“Bacchidi”, commedia plautina. Recensione

La commedia di Plauto intitolata “Bacchidi” narra la storia di due sorelle meretrici, che portano lo stesso nome, le quali fanno innamorare due giovani di loro, Pistoclero e Mnesiloco, scatenando il disappunto dei padri e della maestra Lido.

Poiché una delle due Bacchidi era stata comprata da un soldato di nome Cleomaco per 200 filippi d’oro, stabilendo di poterla lasciare libera solo alla restituzione di tale somma, l’astuto servo Crisalo aiuta Mnesiloco a raggirare il padre al fine di ottenere il denaro necessario a salvare l’amata.
Il primo piano di Crisalo fallisce a causa dell’ira di Mnesiloco per uno sfortunato equivoco nella distinzione delle due fanciulle. Il secondo piano va a buon fine, e fa spendere al padre di Mnesiloco il doppio della cifra richiesta; quando egli scopre l’inganno inizialmente viene accecato dall’ira, insieme al padre di Pistoclero, ma successivamente vengono entrambi sedotti dalle Bacchidi.
Tutti i personaggi rappresentati rispecchiano alla perfezione i tipi plautini. Il personaggio certamente più interessante e fondamentale per le dinamiche della commedia è il servo Crisalo. Egli è dotato di molta astuzia e, pur temendo in parte il padrone Nicobulo, padre di Mnesiloco, non ha problemi nell’ingannarlo a favore del figlio: riesce infatti a ottenere facilmente ciò che desidera, anche dopo aver perso la fiducia del padrone, tramite la tecnica della psicologia inversa.
Le Bacchidi sono le protagoniste femminili, meretrici abili a conquistare gli uomini grazie al loro corpo e alle loro parole. Pistoclero, giovane innamorato di una delle due Bacchidi, a causa della sfrenatezza dei suoi anni si lascia sedurre, dopo pochi sospetti, dalla fanciulla e dimostra nel momento dell’equivoco una grande fedeltà all’amico Mnesiloco; anche Mnesiloco cade ai piedi dell’altra Bacchide, per la quale prova una forte gelosia, inoltre egli ripone una fiducia cieca nei confronti del servo Crisalo.
Nicobulo, padre di Mnesiloco, dimostra un affetto nei confronti del figlio e la volontà di volerlo salvare dai guai, seppur arrabbiandosi per le sue azioni; non è dotato di un’intelligenza tale da non cadere nei tranelli di Crisalo, ma lo possiamo definire un uomo autoritario. Il padre di Pistoclero, invece, si dimostra più permissivo nei confronti del figlio, entro certi limiti, poiché anche lui da giovane ha commesso gli stessi errori.

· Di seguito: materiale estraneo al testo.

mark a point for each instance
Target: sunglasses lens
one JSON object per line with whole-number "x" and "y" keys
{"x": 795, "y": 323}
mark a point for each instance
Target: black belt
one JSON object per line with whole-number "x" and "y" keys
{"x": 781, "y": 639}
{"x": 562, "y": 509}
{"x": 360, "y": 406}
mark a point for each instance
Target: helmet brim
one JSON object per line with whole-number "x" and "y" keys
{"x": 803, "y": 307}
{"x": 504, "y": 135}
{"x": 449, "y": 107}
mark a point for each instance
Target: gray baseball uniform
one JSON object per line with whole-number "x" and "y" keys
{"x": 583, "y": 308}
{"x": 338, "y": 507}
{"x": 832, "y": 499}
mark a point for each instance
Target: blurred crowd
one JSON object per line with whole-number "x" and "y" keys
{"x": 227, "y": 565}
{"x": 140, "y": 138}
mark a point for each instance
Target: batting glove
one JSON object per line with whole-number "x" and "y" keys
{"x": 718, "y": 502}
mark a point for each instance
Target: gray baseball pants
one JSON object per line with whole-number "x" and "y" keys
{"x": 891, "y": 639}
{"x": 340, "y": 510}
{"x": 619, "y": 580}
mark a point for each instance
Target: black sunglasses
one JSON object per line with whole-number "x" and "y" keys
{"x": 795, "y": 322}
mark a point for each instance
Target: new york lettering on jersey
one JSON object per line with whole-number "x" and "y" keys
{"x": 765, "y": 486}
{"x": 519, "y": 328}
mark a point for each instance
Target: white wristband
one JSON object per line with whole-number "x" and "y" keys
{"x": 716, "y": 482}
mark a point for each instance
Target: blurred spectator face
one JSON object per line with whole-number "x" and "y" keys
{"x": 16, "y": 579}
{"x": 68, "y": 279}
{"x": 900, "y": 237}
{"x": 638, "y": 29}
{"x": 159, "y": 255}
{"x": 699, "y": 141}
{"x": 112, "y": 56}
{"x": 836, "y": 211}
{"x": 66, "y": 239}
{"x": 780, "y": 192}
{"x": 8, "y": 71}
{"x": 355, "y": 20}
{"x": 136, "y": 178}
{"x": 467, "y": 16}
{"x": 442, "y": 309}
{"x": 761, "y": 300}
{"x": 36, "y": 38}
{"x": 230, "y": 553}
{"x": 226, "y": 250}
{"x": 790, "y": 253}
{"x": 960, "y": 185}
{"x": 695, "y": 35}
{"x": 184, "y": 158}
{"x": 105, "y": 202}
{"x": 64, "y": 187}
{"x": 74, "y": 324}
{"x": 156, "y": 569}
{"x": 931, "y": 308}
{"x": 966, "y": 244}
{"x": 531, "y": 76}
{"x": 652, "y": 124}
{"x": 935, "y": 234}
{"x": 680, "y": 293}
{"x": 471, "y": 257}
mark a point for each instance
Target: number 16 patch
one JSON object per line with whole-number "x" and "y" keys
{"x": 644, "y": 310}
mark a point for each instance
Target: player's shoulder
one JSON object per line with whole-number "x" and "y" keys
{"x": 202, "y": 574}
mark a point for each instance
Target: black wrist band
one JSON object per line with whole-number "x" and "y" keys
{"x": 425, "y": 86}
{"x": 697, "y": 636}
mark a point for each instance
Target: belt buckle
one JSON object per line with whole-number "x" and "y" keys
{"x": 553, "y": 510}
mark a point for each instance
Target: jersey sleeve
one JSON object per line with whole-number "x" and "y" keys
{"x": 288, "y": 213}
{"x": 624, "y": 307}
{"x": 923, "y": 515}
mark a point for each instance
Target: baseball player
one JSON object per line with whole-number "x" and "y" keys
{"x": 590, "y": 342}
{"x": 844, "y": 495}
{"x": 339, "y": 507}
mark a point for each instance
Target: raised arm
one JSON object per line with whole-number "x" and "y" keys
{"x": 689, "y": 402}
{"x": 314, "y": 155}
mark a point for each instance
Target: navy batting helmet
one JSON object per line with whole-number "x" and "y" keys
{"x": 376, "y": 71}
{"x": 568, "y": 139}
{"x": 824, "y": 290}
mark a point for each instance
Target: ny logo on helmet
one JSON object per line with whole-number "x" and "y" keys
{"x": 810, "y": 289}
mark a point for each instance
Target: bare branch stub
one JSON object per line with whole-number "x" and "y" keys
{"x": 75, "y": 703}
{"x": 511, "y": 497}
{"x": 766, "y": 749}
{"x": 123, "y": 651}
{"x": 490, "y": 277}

La commedia presenta le caratteristiche tipiche delle opere di Plauto, come la presenza di figure retoriche e dell’ironia utile a raggiungere l’obbiettivo principale dell’autore: far ridere e applaudire il pubblico. Inoltre l’intreccio della storia è piuttosto complesso è presenta colpi di scena come il finale, in cui i padri cadono ai piedi delle ragazze.
L’opera presenta anche un esempio di metateatro nelle parole di Crisalo che terminano la scena XX: “Ma voi, spettatori, non vi meravigliate se tralascio la celebrazione del trionfo: è diventata una pratica così comune che non me ne importa niente. Ed ora, subito a versare l’intero bottino a chi abbisogna.”
La lettura della commedia è stata per me molto piacevole: la trama è complessa e travolgente e i dialoghi non sono per niente noiosi o faticosi da seguire. Inoltre, mi ha divertito molto la frase pronunciata proprio dal servo Crisalo nella scena XIV nel momento in cui ha perso la fiducia di Nicobulo: “Anche se ora gli chiedessi di non credermi, stenterebbe a credermi”.